We propose an accelerated stochastic compositional variance reduced gradient method for optimizing the sum of a composition function and a convex nonsmooth function. We provide an incremental first-order oracle (IFO) complexity analysis for the proposed algorithm and show that it is provably faster than all the existing methods. In particular, we show that our method achieves an asymptotic IFO complexity of O(( m+n)log(1/eps) + 1/eps^3) where m and n are the number of inner/outer component functions, improving the best-known results of O(m+n+(m+n)^{2/3}/eps^2) for convex composition problem.

15:10

Adil Salim

On the Convergence of some Stochastic Primal-Dual Algorithms

Primal-dual algorithms, like Chambolle-Pock or Vu-Condat algorithms, are suitable methods to solve nonsmooth optimization problems involving linear constraints.
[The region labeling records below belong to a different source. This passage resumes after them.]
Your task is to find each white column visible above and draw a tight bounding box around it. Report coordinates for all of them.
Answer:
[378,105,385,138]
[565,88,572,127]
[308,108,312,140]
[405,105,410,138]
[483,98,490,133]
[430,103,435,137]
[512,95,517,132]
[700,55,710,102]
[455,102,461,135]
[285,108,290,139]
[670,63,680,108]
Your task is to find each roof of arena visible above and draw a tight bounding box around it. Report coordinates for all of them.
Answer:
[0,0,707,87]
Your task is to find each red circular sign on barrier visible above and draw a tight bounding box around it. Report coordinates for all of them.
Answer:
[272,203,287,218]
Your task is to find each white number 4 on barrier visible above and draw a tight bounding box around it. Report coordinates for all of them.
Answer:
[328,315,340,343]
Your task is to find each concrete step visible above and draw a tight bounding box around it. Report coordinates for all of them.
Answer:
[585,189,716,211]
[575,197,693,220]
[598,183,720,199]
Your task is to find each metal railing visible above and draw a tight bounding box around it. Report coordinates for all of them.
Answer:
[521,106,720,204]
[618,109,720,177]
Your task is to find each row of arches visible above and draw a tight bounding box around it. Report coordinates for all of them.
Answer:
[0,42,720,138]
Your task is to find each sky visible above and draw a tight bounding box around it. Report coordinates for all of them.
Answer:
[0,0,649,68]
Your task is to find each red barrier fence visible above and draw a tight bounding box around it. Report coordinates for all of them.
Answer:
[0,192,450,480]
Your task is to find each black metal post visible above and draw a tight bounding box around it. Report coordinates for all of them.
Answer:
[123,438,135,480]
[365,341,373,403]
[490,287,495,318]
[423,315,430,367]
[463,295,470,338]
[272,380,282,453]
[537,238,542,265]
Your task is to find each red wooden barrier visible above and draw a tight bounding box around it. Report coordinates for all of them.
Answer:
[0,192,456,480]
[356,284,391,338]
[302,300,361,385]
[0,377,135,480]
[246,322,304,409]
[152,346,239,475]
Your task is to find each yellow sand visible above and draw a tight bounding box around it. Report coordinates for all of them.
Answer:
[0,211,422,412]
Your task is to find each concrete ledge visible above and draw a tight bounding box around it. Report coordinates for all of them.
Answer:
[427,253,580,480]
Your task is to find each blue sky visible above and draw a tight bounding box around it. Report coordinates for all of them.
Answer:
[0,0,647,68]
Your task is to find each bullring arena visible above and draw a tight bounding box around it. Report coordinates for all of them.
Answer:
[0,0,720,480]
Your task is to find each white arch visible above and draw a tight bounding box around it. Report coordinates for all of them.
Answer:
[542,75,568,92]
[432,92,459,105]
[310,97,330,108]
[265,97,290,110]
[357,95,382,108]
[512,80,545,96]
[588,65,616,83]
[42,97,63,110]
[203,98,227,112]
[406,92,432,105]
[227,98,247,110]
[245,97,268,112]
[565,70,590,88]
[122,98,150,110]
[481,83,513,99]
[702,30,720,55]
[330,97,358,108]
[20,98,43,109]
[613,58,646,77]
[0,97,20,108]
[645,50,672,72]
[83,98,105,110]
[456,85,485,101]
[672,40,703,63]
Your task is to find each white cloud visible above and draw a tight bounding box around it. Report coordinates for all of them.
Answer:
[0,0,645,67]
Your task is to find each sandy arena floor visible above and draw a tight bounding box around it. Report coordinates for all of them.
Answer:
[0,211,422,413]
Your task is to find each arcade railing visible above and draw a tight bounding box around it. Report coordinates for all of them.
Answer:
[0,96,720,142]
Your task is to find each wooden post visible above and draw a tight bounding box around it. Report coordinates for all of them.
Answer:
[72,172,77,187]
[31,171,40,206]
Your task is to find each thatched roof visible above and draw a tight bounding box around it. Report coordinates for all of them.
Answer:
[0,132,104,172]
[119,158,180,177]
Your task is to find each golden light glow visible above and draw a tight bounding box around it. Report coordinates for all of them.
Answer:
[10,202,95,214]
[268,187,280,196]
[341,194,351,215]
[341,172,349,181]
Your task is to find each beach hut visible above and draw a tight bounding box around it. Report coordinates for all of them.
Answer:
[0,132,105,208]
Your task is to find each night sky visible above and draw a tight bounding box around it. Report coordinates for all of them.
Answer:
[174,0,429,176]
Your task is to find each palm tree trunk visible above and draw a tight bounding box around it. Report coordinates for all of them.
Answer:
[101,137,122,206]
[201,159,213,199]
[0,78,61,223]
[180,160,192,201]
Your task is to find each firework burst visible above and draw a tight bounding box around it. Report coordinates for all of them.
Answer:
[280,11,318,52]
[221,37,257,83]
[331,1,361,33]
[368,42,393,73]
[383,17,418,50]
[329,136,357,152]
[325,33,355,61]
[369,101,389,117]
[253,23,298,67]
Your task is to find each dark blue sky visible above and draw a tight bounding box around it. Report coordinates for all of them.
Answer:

In this talk, we will consider stochastic versions of these algorithms where every function used to define the problem is written as an expectation, including the constraints. Asymptotic and non-asymptotic convergence results involving the expected primal-dual gap will be provided. These results cover some recent findings regarding stochastic proximal (gradient) algorithms.

15:35

Konstantin Mishchenko

joint work with Peter Richtárik

Variance Reduction for Sums with Smooth and Nonsmooth Components with Linear Convergence

We present a stochastic variance reduction method for convex sums with smooth and nonsmooth entries. In the case where the smooth part is strongly convex and the nonsmooth entries are of the form $g_j(A_j x)$ the method achieves linear convergence with rate $O(\max(n, \kappa, \lambda_{\min}(A))*\log(1/\epsilon))$, where $n$ is the number of smooth terms, $\kappa$ is the conditioning and $\lambda_{\min}(A)$ is the smallest eigenvalue of the matrix constructed from the rows of $A_1$, $A_2$, etc. Without these assumption, the method has rate $O(1/t)$ which improves to $O(1/t^2)$ under strong convexity.